With her razor sharp wit, and lean prose, Tove states clearly that she’s seen in Viggo F. a savior more than a lover, and that his social position was the reason for her attraction to him.
The Danish title of this third volume is Gift, which means marriage or being dependent: difficult to be more eloquent. It covers Tove’s first three highly dysfunctional marriages, first to Viggo F., then to immature and alcoholic Ebbe Munk, with whom she had a daughter, and last but not least, to Carl a medical student who will become her third husband and dedicated drug dealer.
If Tove has managed every time to successfully free herself from her various emotional dependencies (mother, girlfriends, first two husbands), Carl, a true Machiavellian, will trigger an opioid addiction which will be her doom.
Dépendance (Dependency) offers some of the best writing about being on drugs ever: the elation, the diffuse happiness, the feeling of exiting one’s life, one self, is described with excruciating acuteness. But what differentiates Dépendance from others memoirs on addiction, is Tove’s attention to the women around her, and to their fate. Without any exception, all the women in The Copenhagen Trilogy have been broken by conjugal life, starting with her mother and aunt and extending to all her female friends. Men are weak, powerless beings who make their partners pay for their failures.
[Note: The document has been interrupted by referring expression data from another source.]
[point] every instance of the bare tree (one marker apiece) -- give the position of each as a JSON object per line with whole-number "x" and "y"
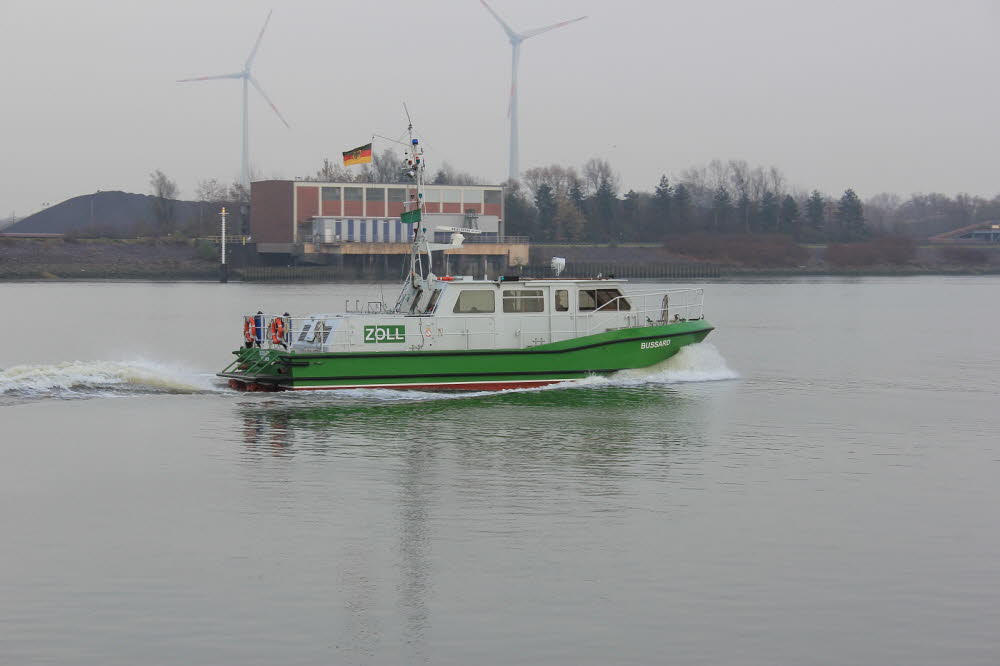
{"x": 560, "y": 179}
{"x": 598, "y": 174}
{"x": 164, "y": 194}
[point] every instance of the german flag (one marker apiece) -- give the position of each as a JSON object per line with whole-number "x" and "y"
{"x": 360, "y": 155}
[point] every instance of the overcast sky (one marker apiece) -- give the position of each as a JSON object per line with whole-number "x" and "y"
{"x": 878, "y": 96}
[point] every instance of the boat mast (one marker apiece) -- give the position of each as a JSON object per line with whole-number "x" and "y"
{"x": 413, "y": 167}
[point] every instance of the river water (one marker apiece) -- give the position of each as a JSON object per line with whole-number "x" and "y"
{"x": 817, "y": 483}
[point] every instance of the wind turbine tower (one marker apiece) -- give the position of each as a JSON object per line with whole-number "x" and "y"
{"x": 514, "y": 171}
{"x": 248, "y": 80}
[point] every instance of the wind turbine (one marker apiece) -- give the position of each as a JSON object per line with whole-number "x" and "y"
{"x": 248, "y": 80}
{"x": 515, "y": 44}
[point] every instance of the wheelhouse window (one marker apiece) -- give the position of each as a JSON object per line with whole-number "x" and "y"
{"x": 562, "y": 300}
{"x": 605, "y": 300}
{"x": 475, "y": 301}
{"x": 524, "y": 300}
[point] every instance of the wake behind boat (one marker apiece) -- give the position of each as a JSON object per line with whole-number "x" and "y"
{"x": 459, "y": 333}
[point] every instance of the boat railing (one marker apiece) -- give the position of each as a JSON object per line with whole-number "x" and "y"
{"x": 332, "y": 332}
{"x": 647, "y": 308}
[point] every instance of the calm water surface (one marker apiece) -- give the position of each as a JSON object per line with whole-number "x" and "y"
{"x": 818, "y": 485}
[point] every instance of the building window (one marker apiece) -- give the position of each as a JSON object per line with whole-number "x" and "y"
{"x": 562, "y": 300}
{"x": 473, "y": 301}
{"x": 524, "y": 300}
{"x": 605, "y": 300}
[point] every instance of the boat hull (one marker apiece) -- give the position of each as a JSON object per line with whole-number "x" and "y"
{"x": 465, "y": 370}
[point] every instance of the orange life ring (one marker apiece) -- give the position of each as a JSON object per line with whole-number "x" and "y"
{"x": 277, "y": 330}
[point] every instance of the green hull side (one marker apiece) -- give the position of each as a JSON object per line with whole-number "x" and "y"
{"x": 602, "y": 353}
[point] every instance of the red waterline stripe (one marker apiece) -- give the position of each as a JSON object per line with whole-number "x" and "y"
{"x": 463, "y": 386}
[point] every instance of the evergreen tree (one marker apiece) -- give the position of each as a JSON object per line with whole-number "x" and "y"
{"x": 770, "y": 210}
{"x": 745, "y": 207}
{"x": 790, "y": 222}
{"x": 663, "y": 199}
{"x": 545, "y": 204}
{"x": 682, "y": 209}
{"x": 815, "y": 211}
{"x": 630, "y": 216}
{"x": 722, "y": 210}
{"x": 518, "y": 211}
{"x": 604, "y": 218}
{"x": 569, "y": 221}
{"x": 851, "y": 217}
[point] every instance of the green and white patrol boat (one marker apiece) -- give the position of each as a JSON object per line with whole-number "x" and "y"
{"x": 459, "y": 333}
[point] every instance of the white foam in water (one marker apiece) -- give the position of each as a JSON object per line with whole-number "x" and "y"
{"x": 91, "y": 378}
{"x": 694, "y": 363}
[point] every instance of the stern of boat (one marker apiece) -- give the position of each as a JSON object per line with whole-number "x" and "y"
{"x": 256, "y": 369}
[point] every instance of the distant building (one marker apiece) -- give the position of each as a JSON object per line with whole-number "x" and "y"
{"x": 285, "y": 211}
{"x": 322, "y": 222}
{"x": 981, "y": 232}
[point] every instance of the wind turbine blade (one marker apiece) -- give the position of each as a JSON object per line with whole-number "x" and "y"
{"x": 237, "y": 75}
{"x": 253, "y": 51}
{"x": 509, "y": 30}
{"x": 263, "y": 94}
{"x": 538, "y": 31}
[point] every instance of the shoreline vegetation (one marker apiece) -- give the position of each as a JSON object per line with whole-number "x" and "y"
{"x": 691, "y": 256}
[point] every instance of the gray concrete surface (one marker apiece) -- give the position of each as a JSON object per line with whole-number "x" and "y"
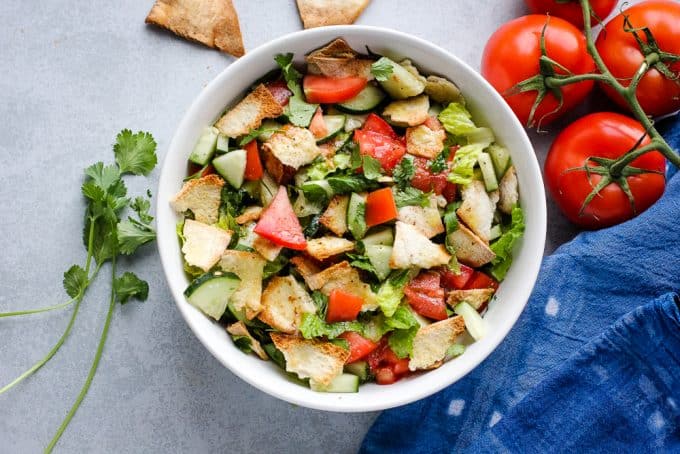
{"x": 72, "y": 74}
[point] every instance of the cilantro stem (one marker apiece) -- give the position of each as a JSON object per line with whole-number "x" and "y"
{"x": 78, "y": 299}
{"x": 37, "y": 311}
{"x": 93, "y": 368}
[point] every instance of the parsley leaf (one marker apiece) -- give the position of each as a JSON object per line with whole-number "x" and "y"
{"x": 403, "y": 173}
{"x": 135, "y": 153}
{"x": 128, "y": 285}
{"x": 372, "y": 168}
{"x": 438, "y": 164}
{"x": 75, "y": 281}
{"x": 382, "y": 69}
{"x": 412, "y": 196}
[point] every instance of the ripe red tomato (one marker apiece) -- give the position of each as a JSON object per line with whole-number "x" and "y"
{"x": 571, "y": 10}
{"x": 343, "y": 306}
{"x": 621, "y": 53}
{"x": 425, "y": 295}
{"x": 329, "y": 90}
{"x": 380, "y": 207}
{"x": 512, "y": 56}
{"x": 279, "y": 224}
{"x": 606, "y": 135}
{"x": 359, "y": 346}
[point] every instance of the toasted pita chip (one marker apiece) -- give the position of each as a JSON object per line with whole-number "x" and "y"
{"x": 337, "y": 59}
{"x": 210, "y": 22}
{"x": 318, "y": 13}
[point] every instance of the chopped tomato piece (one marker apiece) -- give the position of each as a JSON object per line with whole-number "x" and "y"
{"x": 380, "y": 207}
{"x": 280, "y": 91}
{"x": 385, "y": 376}
{"x": 279, "y": 224}
{"x": 481, "y": 280}
{"x": 386, "y": 150}
{"x": 453, "y": 281}
{"x": 330, "y": 90}
{"x": 318, "y": 125}
{"x": 386, "y": 365}
{"x": 343, "y": 306}
{"x": 374, "y": 123}
{"x": 359, "y": 346}
{"x": 253, "y": 164}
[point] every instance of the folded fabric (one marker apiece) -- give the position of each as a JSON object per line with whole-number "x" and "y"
{"x": 569, "y": 376}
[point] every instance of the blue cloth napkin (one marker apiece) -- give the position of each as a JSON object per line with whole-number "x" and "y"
{"x": 593, "y": 363}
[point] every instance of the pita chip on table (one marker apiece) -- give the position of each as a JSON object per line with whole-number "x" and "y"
{"x": 317, "y": 13}
{"x": 210, "y": 22}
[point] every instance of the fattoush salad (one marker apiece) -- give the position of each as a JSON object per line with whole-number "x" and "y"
{"x": 348, "y": 219}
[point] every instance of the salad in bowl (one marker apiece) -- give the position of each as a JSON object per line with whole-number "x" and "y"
{"x": 348, "y": 219}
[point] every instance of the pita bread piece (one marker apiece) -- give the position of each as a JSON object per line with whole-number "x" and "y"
{"x": 317, "y": 13}
{"x": 210, "y": 22}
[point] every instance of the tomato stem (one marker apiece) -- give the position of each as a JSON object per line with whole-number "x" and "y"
{"x": 628, "y": 93}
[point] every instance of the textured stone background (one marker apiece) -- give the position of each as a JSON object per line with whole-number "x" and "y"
{"x": 72, "y": 74}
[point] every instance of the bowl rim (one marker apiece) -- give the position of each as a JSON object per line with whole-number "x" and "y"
{"x": 318, "y": 36}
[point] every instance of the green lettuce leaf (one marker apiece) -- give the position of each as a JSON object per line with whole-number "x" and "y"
{"x": 503, "y": 246}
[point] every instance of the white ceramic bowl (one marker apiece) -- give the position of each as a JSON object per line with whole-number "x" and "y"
{"x": 488, "y": 108}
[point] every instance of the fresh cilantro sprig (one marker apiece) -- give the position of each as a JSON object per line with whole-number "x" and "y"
{"x": 107, "y": 236}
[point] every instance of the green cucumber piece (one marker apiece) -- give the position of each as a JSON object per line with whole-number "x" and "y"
{"x": 334, "y": 124}
{"x": 210, "y": 292}
{"x": 366, "y": 101}
{"x": 358, "y": 368}
{"x": 205, "y": 146}
{"x": 379, "y": 256}
{"x": 232, "y": 167}
{"x": 401, "y": 84}
{"x": 268, "y": 189}
{"x": 488, "y": 173}
{"x": 343, "y": 383}
{"x": 222, "y": 143}
{"x": 500, "y": 157}
{"x": 356, "y": 216}
{"x": 474, "y": 322}
{"x": 495, "y": 232}
{"x": 383, "y": 237}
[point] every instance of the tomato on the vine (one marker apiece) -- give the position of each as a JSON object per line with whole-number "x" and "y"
{"x": 657, "y": 93}
{"x": 512, "y": 56}
{"x": 602, "y": 135}
{"x": 571, "y": 10}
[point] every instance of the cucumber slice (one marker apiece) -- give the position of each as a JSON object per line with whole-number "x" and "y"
{"x": 474, "y": 322}
{"x": 320, "y": 189}
{"x": 495, "y": 232}
{"x": 222, "y": 143}
{"x": 211, "y": 292}
{"x": 384, "y": 237}
{"x": 354, "y": 122}
{"x": 356, "y": 216}
{"x": 500, "y": 158}
{"x": 366, "y": 101}
{"x": 268, "y": 189}
{"x": 334, "y": 124}
{"x": 379, "y": 256}
{"x": 401, "y": 84}
{"x": 488, "y": 173}
{"x": 358, "y": 368}
{"x": 205, "y": 147}
{"x": 343, "y": 383}
{"x": 232, "y": 167}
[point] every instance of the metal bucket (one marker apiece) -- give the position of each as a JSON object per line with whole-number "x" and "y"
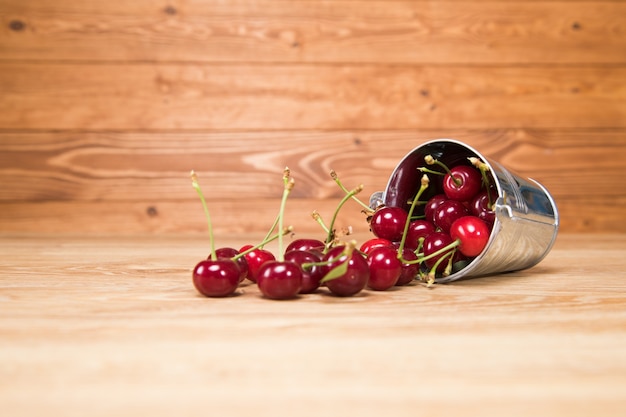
{"x": 527, "y": 219}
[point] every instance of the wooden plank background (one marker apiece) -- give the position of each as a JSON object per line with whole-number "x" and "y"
{"x": 105, "y": 107}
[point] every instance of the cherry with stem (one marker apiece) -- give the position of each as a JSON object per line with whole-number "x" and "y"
{"x": 214, "y": 276}
{"x": 280, "y": 279}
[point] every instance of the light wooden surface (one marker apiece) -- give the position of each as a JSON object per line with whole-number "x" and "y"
{"x": 105, "y": 326}
{"x": 106, "y": 106}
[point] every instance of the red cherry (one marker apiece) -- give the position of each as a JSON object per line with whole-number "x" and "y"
{"x": 311, "y": 276}
{"x": 418, "y": 229}
{"x": 431, "y": 206}
{"x": 447, "y": 212}
{"x": 255, "y": 259}
{"x": 462, "y": 183}
{"x": 479, "y": 206}
{"x": 374, "y": 243}
{"x": 409, "y": 270}
{"x": 354, "y": 279}
{"x": 472, "y": 233}
{"x": 218, "y": 278}
{"x": 385, "y": 268}
{"x": 433, "y": 243}
{"x": 279, "y": 280}
{"x": 230, "y": 253}
{"x": 305, "y": 244}
{"x": 388, "y": 223}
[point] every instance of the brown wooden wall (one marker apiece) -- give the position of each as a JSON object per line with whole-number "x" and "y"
{"x": 105, "y": 106}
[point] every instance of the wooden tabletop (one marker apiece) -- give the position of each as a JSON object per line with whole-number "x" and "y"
{"x": 112, "y": 326}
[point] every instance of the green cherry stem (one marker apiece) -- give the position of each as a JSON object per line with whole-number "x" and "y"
{"x": 423, "y": 186}
{"x": 316, "y": 216}
{"x": 433, "y": 270}
{"x": 196, "y": 186}
{"x": 330, "y": 237}
{"x": 265, "y": 241}
{"x": 335, "y": 177}
{"x": 281, "y": 214}
{"x": 422, "y": 258}
{"x": 432, "y": 161}
{"x": 483, "y": 168}
{"x": 286, "y": 178}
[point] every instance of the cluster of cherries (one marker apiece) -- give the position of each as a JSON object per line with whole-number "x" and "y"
{"x": 433, "y": 238}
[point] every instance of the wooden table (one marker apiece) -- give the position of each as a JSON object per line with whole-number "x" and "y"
{"x": 111, "y": 326}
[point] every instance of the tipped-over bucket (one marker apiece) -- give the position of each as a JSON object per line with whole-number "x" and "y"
{"x": 526, "y": 217}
Reading La Trilogie de Copenhague in the midst of the Gisèle Péniteau trial, one is gripped by a kind of vertigo, so meticulous is the description of the mechanism of the subordination of women by men in the institution of marriage, a mechanism not only accepted but encouraged by society, and which seems to have remained intact to this day. That’s what this autobiography is all about, and it’s easy to see why Danish feminists have made it their spearhead.